NOTE Angel III really only deserves a "2" rating, but I've had a fan-boy crush on cute 'n' sexy Mitzi Kapture ever since her Silk Stalkings days. She merits a whole extra point in my book!

All three films look and sound remarkably good via Anchor Bay's collectible 3-DVD set. The oldest of the pics, 1984's Angel, is the least of the trilogy in terms of visual quality (some grain, a tad soft-looking) but is certainly acceptable. All three are letterboxed at 1.85:1 and boast clear, robust mono audio tracks.

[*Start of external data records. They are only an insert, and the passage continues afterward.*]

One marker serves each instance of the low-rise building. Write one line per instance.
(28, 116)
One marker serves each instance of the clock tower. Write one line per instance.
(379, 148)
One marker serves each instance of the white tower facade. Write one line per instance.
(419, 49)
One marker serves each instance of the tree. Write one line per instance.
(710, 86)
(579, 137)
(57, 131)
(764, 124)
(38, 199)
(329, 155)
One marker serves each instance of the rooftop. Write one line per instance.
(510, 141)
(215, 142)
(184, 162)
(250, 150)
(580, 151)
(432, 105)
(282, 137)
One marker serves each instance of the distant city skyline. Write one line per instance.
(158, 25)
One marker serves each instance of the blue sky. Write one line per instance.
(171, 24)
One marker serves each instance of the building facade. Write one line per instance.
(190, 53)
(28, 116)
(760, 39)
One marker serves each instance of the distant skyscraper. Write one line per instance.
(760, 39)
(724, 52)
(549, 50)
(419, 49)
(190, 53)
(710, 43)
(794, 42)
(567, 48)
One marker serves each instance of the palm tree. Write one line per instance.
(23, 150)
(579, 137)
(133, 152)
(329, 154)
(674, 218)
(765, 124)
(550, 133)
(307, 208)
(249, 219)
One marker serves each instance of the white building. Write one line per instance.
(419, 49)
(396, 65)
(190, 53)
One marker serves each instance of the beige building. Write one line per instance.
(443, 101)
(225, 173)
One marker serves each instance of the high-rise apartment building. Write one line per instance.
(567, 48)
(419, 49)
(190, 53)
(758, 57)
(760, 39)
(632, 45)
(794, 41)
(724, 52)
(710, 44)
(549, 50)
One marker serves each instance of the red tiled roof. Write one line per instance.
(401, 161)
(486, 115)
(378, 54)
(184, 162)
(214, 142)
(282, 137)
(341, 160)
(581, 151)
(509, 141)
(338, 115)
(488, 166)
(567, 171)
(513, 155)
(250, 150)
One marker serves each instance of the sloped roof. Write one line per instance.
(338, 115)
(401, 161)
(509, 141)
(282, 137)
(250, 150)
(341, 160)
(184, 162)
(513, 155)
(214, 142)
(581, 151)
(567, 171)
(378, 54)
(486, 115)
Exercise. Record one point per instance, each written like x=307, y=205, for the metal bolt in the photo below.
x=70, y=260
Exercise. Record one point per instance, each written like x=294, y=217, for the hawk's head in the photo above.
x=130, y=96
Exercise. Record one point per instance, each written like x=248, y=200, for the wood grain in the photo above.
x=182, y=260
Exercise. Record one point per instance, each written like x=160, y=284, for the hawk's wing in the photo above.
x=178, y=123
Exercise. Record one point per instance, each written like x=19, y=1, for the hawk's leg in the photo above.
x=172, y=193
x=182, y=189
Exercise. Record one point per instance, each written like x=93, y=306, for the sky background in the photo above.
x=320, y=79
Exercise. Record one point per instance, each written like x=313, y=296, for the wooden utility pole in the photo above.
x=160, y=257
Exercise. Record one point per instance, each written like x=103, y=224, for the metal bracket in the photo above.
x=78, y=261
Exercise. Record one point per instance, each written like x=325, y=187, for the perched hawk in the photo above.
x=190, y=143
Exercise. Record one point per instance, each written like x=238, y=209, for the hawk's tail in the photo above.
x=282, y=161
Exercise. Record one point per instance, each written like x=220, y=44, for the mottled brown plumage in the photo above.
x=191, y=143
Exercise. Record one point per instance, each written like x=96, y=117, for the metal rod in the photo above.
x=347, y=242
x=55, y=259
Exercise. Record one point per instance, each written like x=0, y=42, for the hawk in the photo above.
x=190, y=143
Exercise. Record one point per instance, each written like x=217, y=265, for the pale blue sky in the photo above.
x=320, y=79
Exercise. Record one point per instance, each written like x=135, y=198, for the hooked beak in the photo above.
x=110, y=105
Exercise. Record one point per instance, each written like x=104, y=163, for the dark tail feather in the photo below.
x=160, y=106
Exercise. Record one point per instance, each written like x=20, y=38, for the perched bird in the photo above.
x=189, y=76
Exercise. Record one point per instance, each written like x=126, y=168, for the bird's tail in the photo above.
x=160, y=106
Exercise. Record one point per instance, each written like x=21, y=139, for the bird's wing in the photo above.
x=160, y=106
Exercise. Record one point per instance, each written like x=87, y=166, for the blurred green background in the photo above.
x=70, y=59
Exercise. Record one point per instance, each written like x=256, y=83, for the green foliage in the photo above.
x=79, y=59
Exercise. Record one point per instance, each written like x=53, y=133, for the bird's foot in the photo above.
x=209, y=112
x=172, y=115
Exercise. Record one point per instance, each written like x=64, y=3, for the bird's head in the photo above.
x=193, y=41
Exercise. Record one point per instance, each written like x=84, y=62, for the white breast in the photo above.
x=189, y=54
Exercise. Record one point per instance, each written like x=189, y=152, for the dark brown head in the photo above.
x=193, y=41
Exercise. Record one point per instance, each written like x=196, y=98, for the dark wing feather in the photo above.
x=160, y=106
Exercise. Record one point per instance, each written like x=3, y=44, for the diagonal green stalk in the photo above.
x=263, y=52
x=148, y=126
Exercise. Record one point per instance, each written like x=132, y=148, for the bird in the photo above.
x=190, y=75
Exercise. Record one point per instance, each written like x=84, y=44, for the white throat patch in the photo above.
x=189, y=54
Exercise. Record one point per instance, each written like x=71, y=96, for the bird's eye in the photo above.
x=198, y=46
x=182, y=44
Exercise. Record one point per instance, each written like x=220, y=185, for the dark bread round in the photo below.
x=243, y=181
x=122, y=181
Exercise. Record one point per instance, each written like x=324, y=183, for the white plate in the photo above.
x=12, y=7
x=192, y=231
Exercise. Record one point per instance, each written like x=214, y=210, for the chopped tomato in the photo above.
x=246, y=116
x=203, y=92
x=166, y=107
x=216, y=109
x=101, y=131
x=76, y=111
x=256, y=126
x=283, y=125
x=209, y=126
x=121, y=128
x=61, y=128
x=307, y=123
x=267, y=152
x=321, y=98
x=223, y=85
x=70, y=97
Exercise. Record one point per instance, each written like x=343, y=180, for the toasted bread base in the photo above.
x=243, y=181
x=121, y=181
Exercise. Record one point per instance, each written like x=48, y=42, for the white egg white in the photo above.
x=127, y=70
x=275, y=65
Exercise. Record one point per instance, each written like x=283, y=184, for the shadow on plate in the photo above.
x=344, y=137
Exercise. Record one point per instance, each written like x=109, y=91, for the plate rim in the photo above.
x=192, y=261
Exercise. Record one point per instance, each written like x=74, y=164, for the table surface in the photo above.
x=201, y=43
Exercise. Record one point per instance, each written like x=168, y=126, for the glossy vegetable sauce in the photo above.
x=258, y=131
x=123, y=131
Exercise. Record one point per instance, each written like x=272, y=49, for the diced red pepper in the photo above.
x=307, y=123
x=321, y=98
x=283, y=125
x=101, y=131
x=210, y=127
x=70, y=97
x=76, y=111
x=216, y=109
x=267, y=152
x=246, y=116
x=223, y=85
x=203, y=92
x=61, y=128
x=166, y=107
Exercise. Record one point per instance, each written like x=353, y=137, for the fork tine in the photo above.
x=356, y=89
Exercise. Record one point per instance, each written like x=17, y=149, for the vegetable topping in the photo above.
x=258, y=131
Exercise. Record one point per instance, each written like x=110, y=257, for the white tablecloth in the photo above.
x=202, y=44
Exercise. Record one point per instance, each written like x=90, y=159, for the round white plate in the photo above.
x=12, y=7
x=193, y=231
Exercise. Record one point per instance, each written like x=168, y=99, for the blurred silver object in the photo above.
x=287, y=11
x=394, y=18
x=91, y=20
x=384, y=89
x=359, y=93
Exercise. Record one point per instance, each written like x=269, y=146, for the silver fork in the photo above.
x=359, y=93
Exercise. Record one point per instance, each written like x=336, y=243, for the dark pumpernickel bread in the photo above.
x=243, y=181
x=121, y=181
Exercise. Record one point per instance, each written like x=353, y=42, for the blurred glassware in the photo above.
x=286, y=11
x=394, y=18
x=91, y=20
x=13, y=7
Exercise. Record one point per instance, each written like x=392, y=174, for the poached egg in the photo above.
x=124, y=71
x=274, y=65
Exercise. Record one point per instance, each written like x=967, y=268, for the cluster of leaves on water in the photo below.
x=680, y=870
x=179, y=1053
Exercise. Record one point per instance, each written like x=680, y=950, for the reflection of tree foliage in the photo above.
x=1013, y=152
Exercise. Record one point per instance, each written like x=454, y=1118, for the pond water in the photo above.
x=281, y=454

    AB's Angel Collection is a bit skimpy on extras but I suppose it's commendable that an effort was made to include any at all. Aside from the expected trailers, Disc 1 (Angel) includes three deleted scenes (the sound recordings were lost, so subtitles are provided) while Disc 2 (Avenging Angel) offers an image gallery of production stills and promotional materials. The attractive packaging includes an informative liner notes booklet.